You don’t want to risk handing over that kind of capital to the government when it could be yours. Opening a TFSA is free and easy at any bank. If you plan to invest, this should be one of the first things you do.
Don’t waste your TFSA on “high interest” accounts.
The second mistake is to use your TFSA only as a “high-interest savings account.” Many banks sell high-interest savings accounts for TFSAs. They may offer a promotional increased interest rate of 2.5% to 3.5% to open the account. The small print often states that this interest rate is only valid for a few months. It then returns to a lower rate, such as 1% to 2%.
There are several problems here. First, an annual return of 1-2% is not even higher than the cost of inflation (which is currently between 2% and 3%). If you keep your money in such an account for a long time, the value of your capital will decrease by 1-2% per year, depending on inflation.
Second, a $102,000 TFSA investment at 1.5% interest over twenty years would only be worth $137,379. Of course, it’s a completely safe investment. However, you would only win $35,379 in that time. Average over 20 years, and you’ll only earn about $1,769 per year.

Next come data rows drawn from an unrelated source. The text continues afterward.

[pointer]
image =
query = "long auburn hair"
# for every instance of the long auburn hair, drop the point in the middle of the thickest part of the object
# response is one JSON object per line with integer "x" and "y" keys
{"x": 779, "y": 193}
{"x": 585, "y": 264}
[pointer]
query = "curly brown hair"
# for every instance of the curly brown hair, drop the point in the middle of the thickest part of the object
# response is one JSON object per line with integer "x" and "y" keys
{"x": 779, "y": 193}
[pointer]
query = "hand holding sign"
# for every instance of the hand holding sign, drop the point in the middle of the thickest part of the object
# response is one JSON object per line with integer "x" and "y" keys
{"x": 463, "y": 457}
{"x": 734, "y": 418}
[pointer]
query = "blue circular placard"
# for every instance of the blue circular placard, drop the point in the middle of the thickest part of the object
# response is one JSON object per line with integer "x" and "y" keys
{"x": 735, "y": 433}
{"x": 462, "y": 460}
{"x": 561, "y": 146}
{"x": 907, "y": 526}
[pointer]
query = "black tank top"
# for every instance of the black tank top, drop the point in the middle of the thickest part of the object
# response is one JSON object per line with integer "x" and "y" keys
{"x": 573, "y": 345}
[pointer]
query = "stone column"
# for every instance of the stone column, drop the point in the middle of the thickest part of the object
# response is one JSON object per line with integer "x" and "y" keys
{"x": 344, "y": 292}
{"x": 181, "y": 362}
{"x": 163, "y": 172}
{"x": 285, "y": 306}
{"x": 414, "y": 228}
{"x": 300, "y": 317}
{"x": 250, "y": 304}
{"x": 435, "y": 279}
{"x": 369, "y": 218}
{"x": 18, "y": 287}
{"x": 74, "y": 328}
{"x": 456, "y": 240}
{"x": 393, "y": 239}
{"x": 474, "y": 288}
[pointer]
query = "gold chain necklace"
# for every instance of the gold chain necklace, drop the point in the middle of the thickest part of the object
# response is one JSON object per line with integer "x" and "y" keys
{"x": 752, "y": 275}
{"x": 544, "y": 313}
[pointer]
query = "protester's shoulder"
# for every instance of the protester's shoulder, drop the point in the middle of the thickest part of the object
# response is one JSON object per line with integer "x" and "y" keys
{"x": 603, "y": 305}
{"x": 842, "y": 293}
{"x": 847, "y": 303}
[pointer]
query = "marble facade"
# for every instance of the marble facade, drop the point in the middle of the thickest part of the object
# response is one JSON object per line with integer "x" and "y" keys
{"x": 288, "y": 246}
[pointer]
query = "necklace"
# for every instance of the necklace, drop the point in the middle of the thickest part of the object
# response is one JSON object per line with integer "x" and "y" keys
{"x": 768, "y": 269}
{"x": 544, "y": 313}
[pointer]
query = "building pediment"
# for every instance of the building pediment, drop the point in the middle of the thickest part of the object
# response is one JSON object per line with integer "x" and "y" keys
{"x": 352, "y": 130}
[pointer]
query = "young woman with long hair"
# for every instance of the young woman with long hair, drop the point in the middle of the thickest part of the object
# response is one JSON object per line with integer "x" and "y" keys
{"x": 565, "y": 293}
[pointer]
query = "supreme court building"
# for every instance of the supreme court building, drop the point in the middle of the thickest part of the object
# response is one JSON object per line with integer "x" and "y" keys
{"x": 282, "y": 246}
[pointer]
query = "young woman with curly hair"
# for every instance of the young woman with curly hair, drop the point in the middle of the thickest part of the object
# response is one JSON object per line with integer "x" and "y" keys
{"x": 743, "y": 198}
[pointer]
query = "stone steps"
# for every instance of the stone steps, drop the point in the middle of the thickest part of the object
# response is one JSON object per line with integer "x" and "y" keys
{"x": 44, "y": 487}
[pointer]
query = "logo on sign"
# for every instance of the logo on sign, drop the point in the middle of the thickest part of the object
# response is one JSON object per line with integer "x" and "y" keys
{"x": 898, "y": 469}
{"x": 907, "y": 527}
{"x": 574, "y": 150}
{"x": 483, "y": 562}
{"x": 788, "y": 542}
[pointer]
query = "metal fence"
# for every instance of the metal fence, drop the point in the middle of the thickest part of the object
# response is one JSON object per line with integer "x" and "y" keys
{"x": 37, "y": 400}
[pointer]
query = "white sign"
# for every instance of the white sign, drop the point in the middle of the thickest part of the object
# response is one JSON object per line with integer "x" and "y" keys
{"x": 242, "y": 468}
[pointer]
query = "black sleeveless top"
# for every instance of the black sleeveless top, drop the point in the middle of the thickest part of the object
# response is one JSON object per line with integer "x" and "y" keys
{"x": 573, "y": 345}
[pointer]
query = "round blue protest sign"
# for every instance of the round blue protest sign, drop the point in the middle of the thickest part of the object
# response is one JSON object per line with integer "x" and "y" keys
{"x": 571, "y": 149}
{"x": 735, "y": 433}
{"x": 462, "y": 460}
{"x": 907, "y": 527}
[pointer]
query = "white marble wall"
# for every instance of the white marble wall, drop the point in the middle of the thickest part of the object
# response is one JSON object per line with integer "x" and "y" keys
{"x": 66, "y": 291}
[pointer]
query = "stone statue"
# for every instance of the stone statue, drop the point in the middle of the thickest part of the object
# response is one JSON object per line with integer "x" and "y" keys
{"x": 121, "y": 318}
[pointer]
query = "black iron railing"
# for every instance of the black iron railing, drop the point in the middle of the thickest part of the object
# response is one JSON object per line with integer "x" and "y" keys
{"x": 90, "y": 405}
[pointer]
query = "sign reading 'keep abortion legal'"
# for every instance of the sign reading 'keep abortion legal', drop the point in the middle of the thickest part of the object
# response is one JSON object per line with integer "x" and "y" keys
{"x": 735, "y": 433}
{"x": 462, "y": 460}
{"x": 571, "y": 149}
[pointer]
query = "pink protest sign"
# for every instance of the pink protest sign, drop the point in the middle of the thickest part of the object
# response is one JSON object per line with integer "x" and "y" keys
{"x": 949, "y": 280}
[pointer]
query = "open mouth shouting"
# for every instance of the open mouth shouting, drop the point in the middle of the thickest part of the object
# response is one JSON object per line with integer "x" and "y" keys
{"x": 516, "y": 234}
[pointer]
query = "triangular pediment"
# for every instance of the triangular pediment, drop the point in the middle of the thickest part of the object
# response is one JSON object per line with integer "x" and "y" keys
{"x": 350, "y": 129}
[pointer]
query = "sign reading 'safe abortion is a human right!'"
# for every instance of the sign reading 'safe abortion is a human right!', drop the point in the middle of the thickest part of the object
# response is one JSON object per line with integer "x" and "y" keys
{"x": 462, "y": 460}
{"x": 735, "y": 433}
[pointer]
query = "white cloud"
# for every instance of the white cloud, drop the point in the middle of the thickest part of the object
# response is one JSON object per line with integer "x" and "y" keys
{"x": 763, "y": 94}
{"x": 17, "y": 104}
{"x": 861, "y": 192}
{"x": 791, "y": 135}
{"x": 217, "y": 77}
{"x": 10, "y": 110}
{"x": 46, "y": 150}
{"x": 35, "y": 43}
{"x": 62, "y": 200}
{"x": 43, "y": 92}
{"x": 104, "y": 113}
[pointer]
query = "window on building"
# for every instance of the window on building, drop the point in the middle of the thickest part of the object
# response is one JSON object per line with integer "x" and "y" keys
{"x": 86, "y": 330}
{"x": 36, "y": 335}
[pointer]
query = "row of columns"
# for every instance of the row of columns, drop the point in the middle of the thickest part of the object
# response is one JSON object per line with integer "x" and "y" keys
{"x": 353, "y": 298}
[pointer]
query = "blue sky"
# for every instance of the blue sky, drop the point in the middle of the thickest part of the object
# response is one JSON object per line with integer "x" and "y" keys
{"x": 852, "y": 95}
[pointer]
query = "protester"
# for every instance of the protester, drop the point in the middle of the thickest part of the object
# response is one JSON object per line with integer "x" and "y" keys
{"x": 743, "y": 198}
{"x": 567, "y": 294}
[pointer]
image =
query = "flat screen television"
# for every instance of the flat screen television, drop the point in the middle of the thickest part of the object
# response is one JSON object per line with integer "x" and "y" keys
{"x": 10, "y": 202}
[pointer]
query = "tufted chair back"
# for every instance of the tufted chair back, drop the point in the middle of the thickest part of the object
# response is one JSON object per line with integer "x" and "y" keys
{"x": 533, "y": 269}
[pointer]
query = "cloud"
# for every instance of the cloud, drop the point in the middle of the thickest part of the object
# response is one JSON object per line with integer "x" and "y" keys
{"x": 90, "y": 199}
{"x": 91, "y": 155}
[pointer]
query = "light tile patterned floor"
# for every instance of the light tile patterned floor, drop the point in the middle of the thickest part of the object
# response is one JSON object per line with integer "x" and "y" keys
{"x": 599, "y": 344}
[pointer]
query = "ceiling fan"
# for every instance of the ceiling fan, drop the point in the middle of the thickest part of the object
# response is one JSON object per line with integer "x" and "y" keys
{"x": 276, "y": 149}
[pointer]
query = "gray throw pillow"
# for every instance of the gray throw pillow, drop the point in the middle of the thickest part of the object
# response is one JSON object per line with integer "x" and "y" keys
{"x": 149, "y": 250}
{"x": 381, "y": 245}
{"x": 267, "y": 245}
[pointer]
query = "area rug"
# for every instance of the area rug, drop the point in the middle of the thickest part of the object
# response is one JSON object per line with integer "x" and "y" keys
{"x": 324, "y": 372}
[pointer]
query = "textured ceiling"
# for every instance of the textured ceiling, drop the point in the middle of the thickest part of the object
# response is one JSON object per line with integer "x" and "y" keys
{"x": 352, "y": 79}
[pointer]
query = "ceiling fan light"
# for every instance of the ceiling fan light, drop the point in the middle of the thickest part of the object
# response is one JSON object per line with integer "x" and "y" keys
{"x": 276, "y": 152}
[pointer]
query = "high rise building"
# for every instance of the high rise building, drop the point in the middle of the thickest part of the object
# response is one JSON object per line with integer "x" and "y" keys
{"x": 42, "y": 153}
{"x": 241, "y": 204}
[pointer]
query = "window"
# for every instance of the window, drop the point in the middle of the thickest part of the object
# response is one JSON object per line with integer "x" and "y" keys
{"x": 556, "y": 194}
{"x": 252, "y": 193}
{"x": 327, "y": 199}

Invest in a mix of high-quality shares for optimal capital growth
The smartest way to invest in a TFSA is to own a mix of high-quality ETFs or stocks. I like to find stocks that can continue to perform at high returns for years to come. You want stocks that have the best chance of generating large capital returns over long periods of time.
Why? You simply don’t want to pay tax on those large profits. A share like Constellation software (TSX:CSU) has increased annualized returns by 30% since listing in 2006. Now the return has recently dropped to 20%. Even if that annual return drops to 15%, shareholders could do very well in the future.

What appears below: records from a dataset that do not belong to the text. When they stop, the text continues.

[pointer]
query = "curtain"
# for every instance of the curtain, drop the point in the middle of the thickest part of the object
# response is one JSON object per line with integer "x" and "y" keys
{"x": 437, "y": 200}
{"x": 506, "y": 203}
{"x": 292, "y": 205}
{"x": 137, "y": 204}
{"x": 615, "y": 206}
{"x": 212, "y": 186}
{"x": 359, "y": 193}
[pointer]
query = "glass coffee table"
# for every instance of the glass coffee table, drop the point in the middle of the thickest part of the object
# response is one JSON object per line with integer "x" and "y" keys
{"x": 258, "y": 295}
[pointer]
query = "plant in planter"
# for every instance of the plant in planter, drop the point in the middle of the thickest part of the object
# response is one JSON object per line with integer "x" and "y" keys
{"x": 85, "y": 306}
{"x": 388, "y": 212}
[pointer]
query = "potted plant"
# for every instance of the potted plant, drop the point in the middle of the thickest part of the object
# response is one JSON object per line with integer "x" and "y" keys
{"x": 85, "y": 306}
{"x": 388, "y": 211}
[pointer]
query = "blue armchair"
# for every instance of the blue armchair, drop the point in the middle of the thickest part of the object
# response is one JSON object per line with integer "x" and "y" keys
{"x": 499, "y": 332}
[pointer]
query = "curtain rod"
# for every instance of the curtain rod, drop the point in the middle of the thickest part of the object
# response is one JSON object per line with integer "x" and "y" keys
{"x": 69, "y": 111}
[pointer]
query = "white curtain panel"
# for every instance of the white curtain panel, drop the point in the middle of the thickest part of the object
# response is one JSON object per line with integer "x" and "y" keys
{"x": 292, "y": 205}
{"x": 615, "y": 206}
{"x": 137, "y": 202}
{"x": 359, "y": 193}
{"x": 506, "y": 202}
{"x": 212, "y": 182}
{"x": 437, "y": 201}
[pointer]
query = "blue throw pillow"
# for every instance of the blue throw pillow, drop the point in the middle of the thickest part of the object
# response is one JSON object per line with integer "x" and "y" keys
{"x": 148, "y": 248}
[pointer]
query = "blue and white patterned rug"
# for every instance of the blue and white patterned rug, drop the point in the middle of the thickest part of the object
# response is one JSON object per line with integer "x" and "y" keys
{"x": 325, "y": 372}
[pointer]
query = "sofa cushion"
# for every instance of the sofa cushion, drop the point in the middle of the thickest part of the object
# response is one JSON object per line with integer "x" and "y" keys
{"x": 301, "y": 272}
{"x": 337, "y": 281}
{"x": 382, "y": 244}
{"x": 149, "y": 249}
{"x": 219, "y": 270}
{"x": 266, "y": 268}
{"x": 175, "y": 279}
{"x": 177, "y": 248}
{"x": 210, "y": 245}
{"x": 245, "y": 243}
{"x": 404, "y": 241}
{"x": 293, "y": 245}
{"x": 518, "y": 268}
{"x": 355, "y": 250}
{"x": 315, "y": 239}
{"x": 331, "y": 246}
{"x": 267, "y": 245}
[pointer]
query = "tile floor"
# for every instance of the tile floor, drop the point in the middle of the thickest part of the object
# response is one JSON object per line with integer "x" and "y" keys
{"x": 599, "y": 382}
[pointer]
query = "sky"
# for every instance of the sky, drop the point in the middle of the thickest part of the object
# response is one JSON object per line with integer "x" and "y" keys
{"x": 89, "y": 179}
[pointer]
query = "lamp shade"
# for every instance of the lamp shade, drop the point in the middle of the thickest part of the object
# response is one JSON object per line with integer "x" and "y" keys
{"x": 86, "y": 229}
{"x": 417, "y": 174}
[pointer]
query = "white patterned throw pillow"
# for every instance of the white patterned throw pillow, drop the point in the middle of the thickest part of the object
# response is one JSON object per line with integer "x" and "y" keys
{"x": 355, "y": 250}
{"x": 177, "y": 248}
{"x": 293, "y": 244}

$102,000 invested at 15% compound interest for just 10 years would be worth $412,646. In twenty years it would be worth a whopping $1.67 million!
Some other stocks that have successfully risen at high rates (10-25% per year) include TerraVest Industries, WSP worldwide, Colliers InternationalAnd Descartes Systems. Some emerging small-cap stocks that could deliver great future growth include: VitalHub, Firan TechnologiesAnd Zedcor. Any of them could be a great addition to a long-term TFSA portfolio.